SEC drafts ‘future-ready’ governance training rules
The Securities and Exchange Commission (SEC) is moving to tighten corporate governance standards, drafting guidelines to update mandatory training requirements for board members and key officers of companies.
In a draft memorandum circular issued for public comment on Feb. 5, the regulator outlined new rules covering the conduct of corporate governance training and the accreditation of institutional training providers, resource speakers and in-house corporate governance programs.
The initiative aims to create a more comprehensive and future-ready framework to strengthen governance practices among Philippine companies.
The proposed guidelines will apply to all publicly listed companies, public companies, registered issuers and accredited institutional training providers.
The proposed guidelines introduce stricter accreditation standards and expand mandatory training topics to align with evolving global and domestic governance expectations, while enhancing compliance and documentation requirements.
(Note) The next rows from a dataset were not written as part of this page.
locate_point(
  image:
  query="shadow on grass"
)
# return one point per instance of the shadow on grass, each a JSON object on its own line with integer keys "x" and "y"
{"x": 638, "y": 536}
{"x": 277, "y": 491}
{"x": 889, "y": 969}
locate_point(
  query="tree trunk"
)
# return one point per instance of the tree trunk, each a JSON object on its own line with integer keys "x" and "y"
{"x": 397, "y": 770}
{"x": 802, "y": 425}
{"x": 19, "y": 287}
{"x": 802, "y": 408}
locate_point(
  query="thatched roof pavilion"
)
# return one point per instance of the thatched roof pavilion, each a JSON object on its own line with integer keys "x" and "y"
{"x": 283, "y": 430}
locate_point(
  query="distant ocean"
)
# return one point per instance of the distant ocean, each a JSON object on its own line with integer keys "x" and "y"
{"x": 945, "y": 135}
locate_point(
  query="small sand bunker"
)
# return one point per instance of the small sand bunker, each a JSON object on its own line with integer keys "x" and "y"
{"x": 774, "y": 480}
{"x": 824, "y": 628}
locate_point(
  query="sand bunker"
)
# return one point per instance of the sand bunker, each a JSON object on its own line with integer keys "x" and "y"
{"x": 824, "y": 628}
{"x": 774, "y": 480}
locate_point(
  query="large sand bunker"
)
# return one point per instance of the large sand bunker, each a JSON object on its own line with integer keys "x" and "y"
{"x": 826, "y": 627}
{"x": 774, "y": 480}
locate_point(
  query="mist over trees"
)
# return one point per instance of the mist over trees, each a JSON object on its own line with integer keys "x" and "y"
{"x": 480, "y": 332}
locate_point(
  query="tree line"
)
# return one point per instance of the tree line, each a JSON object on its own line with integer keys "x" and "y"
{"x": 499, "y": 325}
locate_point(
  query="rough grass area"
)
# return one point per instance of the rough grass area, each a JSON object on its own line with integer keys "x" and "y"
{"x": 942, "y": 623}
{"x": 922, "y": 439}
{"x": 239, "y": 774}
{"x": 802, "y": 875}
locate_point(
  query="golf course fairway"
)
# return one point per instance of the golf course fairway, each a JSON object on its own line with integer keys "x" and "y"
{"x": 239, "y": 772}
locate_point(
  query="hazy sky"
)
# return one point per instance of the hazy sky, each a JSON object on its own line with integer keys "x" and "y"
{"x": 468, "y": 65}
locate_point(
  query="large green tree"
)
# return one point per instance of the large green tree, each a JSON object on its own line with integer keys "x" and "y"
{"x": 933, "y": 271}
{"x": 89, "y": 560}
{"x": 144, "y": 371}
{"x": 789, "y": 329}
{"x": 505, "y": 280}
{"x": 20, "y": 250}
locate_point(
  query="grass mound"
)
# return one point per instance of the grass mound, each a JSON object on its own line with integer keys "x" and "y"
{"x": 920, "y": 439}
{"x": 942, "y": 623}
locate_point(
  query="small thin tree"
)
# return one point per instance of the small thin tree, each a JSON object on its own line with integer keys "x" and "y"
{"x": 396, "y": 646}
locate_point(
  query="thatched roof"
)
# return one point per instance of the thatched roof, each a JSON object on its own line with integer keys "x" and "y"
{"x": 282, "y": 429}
The draft rules require first-time directors and key officers to undergo training on global and regional governance standards, including the revised Organization for Economic Cooperation and Development Principles of Corporate Governance, Association of Southeast Asian Nations Corporate Governance Scorecard and environment, social and governance and sustainability reporting.
The training must also cover critical governance areas such as board responsibilities, protection of minority shareholders, financial oversight, reporting and audit, compliance and ethics, as well as illegal activities including insider trading, short-swing transactions and conflict of interest.
Topics like related party transactions, director liabilities, confidentiality obligations and competition law will likewise form part of the initial training.
Subsequent training programs may be customized based on company needs and conducted onsite, online or through hybrid formats.
Companies may organize the training themselves or engage SEC-accredited corporate governance institutional training providers. The proposed accreditation fees will range from P2,000 to P50,000, while the validity period for accreditation of training providers may be extended to five years from the current three years.
Resource speakers will also be required to secure accreditation under the new framework, although certain accredited directors or officers who regularly conduct or attend governance training may be exempt from the requirement.
To enforce compliance, the SEC is proposing penalties for violations, including fines ranging from P1,000 to P50,000 and possible suspension or revocation of accreditation after due notice and hearing. The regulator has invited stakeholders to submit comments on the draft circular on or before Feb. 28.
The proposed reforms form part of the SEC’s broader push to improve transparency, accountability and governance standards in the Philippine corporate sector.